Slasher movie interractif, Until Dawn transcende la culture juvénile américaine de masse de ses films d’horreur des années 90, pour une expérience analytique proche de celle de Milgram. La dialectique du pauvre à portée de dualshock 4. Jouissif et effrayant.
Dans cette luxueuse cabane au Canada tapie au fin fond des bois enneigés, une mauvaise blague d’étudiants américains transformait un weekend à la montagne, en sauterie mortellement tragique. Un an plus tard, en mémoire des jumelles décédées, leur frère Josh rassemble à nouveau le groupe présent à Blackwood Pines au moment du drame. Le recueillement cède rapidement place aux préoccupations bassement sexuées chères à la TV-réalité d’Endemol. Là où les concepteurs d’Until Dawn s’en réfèrent en interview au Psychose d’Hitchcock et à Kubrick pour Shining, c’est d’avantage aux teens movies du défunt Wes Craven, à « Butterly Effect » ou à « Souviens-toi l’été dernier », qu’on pensera, tant le jeu surjoué des acteurs (qu’on a pu voir dans les séries Heroes, Mr Robot, ...) donnera lieu aussi à son lot de morts stupides typiques des teen-movie de série B.
LE CON, LA BRUTE, LA SALOPE, LE GEEK, LE « FORT EN GYM » ET LE TRUAND
Au travers des huit personnalités contrôlables, l’interaction portera sur un choix de dialogues et d’actions à décider rapidement.

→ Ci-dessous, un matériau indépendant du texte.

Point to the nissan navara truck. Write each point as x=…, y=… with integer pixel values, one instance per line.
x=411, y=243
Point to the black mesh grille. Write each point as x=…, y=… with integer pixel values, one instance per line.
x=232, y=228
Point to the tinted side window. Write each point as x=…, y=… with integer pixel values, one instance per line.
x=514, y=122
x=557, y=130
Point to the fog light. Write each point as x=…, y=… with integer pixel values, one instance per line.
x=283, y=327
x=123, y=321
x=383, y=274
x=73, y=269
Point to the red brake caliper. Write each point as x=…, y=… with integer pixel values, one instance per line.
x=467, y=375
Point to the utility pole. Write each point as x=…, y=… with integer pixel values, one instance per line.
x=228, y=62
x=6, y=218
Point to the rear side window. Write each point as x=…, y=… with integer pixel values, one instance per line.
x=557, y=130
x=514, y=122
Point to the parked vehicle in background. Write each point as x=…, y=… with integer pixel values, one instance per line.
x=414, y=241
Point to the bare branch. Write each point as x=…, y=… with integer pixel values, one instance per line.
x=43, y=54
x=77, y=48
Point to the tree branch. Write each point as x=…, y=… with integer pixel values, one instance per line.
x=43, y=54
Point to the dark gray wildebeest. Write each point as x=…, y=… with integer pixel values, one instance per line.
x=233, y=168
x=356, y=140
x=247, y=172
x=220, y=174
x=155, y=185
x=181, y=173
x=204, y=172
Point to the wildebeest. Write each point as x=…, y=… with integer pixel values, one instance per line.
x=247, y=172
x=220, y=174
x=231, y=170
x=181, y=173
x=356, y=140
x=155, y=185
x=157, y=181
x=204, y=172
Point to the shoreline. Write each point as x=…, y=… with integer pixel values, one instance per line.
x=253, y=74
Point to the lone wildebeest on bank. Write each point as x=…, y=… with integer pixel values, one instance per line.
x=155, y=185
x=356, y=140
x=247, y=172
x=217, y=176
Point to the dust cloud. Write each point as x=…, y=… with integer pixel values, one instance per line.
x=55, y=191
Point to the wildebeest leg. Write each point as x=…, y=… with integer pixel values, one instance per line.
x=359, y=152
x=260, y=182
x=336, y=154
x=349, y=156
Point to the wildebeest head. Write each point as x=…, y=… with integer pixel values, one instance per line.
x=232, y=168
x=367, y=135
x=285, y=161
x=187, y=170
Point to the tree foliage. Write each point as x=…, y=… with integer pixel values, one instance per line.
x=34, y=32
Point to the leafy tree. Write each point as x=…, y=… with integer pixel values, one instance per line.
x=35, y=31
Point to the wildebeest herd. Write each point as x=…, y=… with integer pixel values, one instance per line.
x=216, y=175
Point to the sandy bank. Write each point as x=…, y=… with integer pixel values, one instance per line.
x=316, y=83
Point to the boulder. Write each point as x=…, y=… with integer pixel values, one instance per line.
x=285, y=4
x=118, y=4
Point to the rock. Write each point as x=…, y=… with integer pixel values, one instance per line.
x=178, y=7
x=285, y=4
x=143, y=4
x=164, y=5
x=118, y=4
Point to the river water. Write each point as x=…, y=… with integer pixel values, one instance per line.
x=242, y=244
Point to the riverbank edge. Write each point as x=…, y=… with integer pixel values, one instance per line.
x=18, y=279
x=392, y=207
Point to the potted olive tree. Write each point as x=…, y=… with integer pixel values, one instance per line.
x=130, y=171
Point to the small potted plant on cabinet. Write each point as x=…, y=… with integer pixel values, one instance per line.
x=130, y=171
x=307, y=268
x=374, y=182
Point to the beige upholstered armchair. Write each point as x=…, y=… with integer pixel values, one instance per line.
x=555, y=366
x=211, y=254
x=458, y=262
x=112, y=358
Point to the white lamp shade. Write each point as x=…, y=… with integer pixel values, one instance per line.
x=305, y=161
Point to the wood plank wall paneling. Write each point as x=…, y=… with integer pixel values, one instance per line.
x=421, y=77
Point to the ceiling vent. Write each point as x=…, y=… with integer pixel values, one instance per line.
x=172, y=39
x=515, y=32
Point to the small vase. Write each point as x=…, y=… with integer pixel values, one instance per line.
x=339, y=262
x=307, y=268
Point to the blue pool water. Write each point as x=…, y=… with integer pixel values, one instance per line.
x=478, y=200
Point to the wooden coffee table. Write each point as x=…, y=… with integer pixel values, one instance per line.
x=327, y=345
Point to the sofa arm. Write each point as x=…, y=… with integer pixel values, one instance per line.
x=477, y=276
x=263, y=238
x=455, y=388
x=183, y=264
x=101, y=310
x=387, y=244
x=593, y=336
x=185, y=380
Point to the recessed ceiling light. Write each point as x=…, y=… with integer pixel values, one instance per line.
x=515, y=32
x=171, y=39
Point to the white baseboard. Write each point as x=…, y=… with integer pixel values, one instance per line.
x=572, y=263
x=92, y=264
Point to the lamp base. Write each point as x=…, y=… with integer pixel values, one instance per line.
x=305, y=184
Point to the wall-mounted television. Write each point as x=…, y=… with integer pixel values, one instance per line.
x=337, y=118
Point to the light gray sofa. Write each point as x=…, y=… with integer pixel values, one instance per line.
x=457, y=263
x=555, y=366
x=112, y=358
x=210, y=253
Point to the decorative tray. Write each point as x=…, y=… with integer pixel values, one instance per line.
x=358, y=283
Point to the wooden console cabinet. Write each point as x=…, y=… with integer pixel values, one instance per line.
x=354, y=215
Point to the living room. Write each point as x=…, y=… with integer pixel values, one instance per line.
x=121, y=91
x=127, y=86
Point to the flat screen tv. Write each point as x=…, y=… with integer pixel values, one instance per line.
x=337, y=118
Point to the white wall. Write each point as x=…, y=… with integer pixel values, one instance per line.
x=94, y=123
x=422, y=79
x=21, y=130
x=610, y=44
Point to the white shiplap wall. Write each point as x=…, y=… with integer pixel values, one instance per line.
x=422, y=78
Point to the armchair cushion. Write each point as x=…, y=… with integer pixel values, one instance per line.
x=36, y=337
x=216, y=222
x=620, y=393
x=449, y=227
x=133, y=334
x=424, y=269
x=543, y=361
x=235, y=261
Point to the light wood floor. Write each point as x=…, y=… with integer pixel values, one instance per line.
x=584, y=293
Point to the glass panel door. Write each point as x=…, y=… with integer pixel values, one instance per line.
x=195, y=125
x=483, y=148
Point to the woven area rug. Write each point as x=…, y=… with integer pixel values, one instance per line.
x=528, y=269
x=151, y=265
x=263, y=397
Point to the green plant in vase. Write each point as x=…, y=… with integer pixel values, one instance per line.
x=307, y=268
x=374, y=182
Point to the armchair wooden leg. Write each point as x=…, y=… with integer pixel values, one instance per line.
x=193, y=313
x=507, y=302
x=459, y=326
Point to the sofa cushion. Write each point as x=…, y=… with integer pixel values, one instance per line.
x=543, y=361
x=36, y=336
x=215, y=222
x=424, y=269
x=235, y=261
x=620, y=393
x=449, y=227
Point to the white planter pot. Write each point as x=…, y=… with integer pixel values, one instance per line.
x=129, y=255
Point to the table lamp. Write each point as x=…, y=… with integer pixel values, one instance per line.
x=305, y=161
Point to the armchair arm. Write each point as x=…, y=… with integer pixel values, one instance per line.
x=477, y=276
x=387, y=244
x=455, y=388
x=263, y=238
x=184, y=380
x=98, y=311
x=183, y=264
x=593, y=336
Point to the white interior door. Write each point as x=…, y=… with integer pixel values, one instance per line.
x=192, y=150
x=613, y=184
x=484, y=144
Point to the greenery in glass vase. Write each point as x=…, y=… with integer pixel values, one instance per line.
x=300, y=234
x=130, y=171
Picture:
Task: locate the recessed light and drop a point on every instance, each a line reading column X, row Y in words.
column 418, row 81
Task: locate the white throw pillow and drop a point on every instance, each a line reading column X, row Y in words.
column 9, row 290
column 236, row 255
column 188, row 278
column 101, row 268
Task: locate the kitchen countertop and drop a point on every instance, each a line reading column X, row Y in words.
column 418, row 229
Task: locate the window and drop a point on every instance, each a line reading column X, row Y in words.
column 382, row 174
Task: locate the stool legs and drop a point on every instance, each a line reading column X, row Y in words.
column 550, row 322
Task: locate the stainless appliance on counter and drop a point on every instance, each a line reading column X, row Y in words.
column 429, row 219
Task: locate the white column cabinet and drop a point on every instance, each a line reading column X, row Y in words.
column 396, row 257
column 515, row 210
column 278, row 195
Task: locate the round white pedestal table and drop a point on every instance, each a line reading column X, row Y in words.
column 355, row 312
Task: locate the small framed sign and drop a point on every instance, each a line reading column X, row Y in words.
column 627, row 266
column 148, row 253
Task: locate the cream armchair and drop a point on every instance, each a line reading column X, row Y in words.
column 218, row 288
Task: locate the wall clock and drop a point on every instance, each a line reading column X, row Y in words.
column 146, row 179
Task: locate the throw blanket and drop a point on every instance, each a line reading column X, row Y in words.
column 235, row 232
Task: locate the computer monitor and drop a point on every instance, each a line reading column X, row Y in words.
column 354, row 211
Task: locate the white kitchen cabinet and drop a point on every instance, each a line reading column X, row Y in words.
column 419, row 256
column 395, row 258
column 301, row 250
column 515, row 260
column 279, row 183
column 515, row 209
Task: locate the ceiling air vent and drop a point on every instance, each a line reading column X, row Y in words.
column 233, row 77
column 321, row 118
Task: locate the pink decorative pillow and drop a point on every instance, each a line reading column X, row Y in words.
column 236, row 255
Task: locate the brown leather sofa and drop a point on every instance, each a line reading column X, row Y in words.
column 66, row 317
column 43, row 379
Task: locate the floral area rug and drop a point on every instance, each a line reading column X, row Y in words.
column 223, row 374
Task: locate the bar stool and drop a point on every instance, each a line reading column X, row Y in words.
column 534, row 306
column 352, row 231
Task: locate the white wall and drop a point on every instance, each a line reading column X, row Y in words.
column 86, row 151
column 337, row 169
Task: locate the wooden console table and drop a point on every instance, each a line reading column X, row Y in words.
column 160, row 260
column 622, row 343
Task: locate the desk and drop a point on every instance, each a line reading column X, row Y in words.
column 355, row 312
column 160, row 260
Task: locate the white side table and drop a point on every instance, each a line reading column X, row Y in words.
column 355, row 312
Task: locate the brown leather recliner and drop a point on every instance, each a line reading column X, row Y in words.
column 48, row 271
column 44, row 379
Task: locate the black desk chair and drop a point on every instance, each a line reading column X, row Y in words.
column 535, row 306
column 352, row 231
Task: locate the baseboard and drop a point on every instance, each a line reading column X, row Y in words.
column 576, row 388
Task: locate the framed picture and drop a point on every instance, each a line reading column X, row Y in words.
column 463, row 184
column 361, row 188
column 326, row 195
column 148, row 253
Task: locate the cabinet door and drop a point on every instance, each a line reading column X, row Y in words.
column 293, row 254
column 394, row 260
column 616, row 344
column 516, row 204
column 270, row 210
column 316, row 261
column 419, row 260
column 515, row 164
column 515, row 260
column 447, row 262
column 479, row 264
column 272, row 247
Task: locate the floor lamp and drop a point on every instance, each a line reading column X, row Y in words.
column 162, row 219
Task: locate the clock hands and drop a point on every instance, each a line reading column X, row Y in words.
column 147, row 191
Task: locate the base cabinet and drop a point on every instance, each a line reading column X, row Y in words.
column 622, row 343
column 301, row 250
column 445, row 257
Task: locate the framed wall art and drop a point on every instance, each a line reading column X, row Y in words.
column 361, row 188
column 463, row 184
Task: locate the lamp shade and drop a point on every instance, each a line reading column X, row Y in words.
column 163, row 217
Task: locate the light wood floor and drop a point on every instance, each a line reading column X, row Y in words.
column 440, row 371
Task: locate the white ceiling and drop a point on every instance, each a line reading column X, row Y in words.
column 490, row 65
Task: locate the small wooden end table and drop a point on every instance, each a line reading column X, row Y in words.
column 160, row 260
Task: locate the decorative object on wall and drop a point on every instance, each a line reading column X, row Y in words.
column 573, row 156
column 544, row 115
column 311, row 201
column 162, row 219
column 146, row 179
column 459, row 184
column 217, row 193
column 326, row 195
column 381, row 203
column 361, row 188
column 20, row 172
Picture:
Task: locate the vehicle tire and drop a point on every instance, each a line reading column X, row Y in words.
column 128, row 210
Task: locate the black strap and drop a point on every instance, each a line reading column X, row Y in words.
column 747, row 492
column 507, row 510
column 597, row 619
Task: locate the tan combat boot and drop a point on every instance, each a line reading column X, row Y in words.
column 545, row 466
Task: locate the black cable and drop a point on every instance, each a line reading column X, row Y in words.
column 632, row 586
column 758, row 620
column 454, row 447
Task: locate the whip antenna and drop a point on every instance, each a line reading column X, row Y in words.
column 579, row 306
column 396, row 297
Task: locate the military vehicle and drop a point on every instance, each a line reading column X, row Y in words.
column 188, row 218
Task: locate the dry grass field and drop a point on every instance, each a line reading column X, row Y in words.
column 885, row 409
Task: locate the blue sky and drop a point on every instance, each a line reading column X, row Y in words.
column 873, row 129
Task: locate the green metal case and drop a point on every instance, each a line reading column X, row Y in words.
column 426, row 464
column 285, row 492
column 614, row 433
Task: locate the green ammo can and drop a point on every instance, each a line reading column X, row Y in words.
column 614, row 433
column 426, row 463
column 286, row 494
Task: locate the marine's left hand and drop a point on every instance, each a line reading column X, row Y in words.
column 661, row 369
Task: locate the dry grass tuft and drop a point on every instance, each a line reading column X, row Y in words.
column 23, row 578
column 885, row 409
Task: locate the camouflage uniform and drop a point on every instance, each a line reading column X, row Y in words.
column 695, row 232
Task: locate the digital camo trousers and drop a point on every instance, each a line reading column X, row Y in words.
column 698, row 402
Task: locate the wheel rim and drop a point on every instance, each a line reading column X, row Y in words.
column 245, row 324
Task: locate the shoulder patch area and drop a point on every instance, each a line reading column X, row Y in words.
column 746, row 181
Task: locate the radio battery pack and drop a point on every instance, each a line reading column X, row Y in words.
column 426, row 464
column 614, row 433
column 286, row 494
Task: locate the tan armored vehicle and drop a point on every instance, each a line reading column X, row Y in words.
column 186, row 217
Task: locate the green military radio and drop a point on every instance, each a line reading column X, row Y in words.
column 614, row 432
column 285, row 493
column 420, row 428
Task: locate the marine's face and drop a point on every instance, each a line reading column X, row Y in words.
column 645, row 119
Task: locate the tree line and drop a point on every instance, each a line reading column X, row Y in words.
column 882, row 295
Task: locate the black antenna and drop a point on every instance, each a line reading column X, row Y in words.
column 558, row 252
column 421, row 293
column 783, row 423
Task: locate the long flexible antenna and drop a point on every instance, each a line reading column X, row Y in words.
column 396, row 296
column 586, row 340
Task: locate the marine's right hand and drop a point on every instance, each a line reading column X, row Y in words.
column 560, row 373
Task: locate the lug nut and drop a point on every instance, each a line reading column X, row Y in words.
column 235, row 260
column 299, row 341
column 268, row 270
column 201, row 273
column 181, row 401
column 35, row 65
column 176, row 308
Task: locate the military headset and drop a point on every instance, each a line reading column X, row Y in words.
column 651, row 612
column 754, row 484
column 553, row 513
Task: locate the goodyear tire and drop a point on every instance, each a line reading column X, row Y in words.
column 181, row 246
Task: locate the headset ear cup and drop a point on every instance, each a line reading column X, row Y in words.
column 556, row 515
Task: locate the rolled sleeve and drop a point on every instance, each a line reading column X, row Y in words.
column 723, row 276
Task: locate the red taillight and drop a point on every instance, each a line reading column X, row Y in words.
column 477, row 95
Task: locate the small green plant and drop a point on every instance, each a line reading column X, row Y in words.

Un droit de vie et de mort perpétuellement dichotomique et cornélien. Rassurer ou provoquer? Mentir ou dénoncer cette liaison qu’on aurait préféré ne pas découvrir? Les affinités sélectives des protagonistes se modifieront dès lors au gré de nos choix, et développeront l’arborescence narrative prônée par cette théorie de « l’effet papillon ». Un vivarium salement malsain, qui rappelle les subtils rouages en matière de huit clos du fondateur « Manoir de Mortevielle » (PC, Amiga, Atari ST - 1988) ou encore l’inventeur du survival-horor (genre repris par Resident Evil), le révolutionnaire « Alone in the Dark » de Frédérick Raynal, gravant à jamais l’année 1992 dans nos mémoires de joueurs estomaqués.
Découpés en 10 actes façon TV show US, et rythmés par la traditionnelle formule consacrée « Précédemment dans Until Dawn », la narration s’entrecoupe d’entretiens psychologiques borderlines face à l’acteur John Abruzzi au sommet de sa folie (connu notemment pour son rôle dans Prison Break). Le système de QTE (Quick Time Events) intronisé par Shenmue sur Dreamcast, rappelle les obsessions narratives de David Cage dans l’excellent Heavy Rain et Beyond : Two Souls. Des avancées françaises en matières de narrations vidéoludiques et de cinématographies interactives qui ne furent pas sans diviser de manière souvent navrante les conservateurs du hardcore gaming autour de ce que doit être ou non un jeu vidéo.
VIVRE ET LAISSER MOURIR LONGTEMPS
Même si tout nous incite à fustiger la plupart des scènes et dialogues du jeu, il serait malhonnête de ne pas reconnaître qu’au final, disposer des faits et gestes ainsi que des possibles affinités de ces huit protagonistes proches de la lie de l’humanité, procure un certain plaisir honteusement jubilatoire. Un pari vidéoludique intriguant qui nous poussera à rejouer les différentes scènes afin d’en apprécier tous les possibles, du meilleur au pire. Au final, les intentions de l’expérience de jeu d’Until Dawn ne dénotent pas par cette autre interrogation concernant les filiations existantes entre les dogmes du cinéma et les possibles interactions sans cesse grandissantes qu’offre la narration au sein d’une interaction vidéoludique. Cependant, Until Dawn dépeint, sans vraiment le vouloir, une société malade et bas de plafond où l’égarement dans la neige d’un téléphone rose et smart, cristallise au fond des bois les grandes tracasseries et maux de notre siècle… À découvrir absolument.